L’enfer sur terre
Roman d’horreur ? Enquête sur une terreur potentielle ? Récit prémonitoire ? Simple délire d’une auteure opposée au nucléaire ? Bien que la presse américaine ait estimé que le livre d’Annie Jacobsen était une non-fiction, l’écrivaine et journaliste est très claire : après dix ans de recherches et d’interviews de dizaines d’experts et consultation d’une masse impressionnante de documents déclassifiés – même si d’innombrables pages étaient totalement masquées par une épaisse couche d’encre noire, elle a bel et bien imaginé la pire dystopie possible : la fin de l’humanité.

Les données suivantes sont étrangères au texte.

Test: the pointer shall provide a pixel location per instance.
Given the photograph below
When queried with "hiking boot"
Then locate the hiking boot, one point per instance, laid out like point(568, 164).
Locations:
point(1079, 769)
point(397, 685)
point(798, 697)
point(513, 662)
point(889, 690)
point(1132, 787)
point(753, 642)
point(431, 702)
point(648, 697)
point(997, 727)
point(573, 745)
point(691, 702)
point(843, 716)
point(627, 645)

Dans le prologue, l’écrivaine décrit les effets d’une explosion thermonucléaire d’une mégatonne sur l’environnement : « près de 100 millions de degrés Celsius, soit quatre ou cinq fois plus chaud que le cœur du soleil… quand elle frappe, la bombe émet un rayonnement, des rayons X dits mous, qui ont une très courte longueur d’onde. Sous l’effet de ce rayonnement, la température de l’air atteint rapidement des centaines de milliers de degrés, créant une gigantesque boule de feu qui se dilate à la vitesse de plusieurs millions de km/h. En quelques secondes, elle fait près de 1800 mètres de diamètre, irradiant une lumière et une chaleur intenses : le béton éclate, le métal fond ou se vaporise, la pierre se brise, les êtres vivants sont instantanément carbonisés. »
Voilà pour l’aspect technique. Le roman débute par le lancement surprise d’un missile balistique intercontinental (ICBM) par la Corée du Nord en direction de Washington. L’armée américaine ne parvient pas à neutraliser les ogives, les missiles atteignant donc leur cible en quelques minutes. Les Américains décident de riposter. Seul et grand inconvénient : pour rejoindre la Corée du Nord, les armes doivent survoler le Pôle Nord et donc le territoire russe. Or, les huiles de l’armée américaine (le président a disparu) ne parviennent pas à joindre Moscou pour les avertir que leurs ICBM ne font que traverser le ciel de leur pays en direction de la Corée du Nord. Les Russes supputent une attaque contre eux et répondent par l’envoi de 900 ogives nucléaires sur des cibles américaines. À leur tour, les Américains expédient leur stock d’ogives sur la Russie, alors que les alliés de l’OTAN envoient également leur arsenal nucléaire sur la Russie. Entre-temps, la Corée du Nord a également visé la centrale nucléaire de Diablo Canyon en Californie, provoquant la fusion du noyau. Un feu d’artifice dantesque dont personne ne profitera. Des centaines de millions de personnes sont rapidement réduites en cendres.
Très habilement construit, le roman de la fin de l’humanité décrit minute après minute (parfois à la seconde près) le scénario qui mène inexorablement à l’enfer : lancements divers, échecs des missiles intercepteurs, dégâts racontés par le menu détail (le lecteur passe ainsi de la fiction à la réalité en cas de conflit nucléaire), tergiversations politiques et militaires concernant l’application du protocole à appliquer ou non pour remplacer le chef des armées, le président. À la 72e minute de cette guerre éclair , l’Amérique et la Russie ne sont plus que des boules de feu incandescentes, l’Europe a plongé dans le néant, de même qu’une partie de l’Asie. Les hostilités prennent fin moins de deux heures après le début du conflit. L’Australie, la Nouvelle-Zélande, l’Argentine, une partie du Paraguay ont été épargnées, mais sont rattrapées par des intoxications radioactives.
Suit une description du monde entré dans un hiver nucléaire : les 150 millions de tonnes de suie relâchées dans l’atmosphère, puis dans la stratosphère ont masqué le soleil. Quelques rescapés survivent, terrés sous terre, privés de lumière, d’eau, de nourriture. Dès lors, « la question reste ouverte. Les armes nucléaires amèneront-elles la fin de l’espèce qui les a créées ? »
Le livre se termine par un chapitre intitulé « 24.000 ans plus tard ». On entre dans un mystère plus épais que l’hiver nucléaire. Certes, la planète se remettrait de cette déchirure, la vie renaîtrait, c’est à peu près certain, mais sans nous. Peut-être serait-ce enfin la paix pour la Planète Bleue, avant que finalement le soleil ne la gobe comme on avale un œuf à la coque !
Une lecture fascinante et terrifiante, qui révèle une possible abomination en devenir. Le cauchemar absolu. Âmes sensibles s’abstenir.
Annie Jacobsen : Guerre nucléaire. Un scénario, Ed. Denoël, 2024, 390 p. avec les notes et la bibliographie, ill.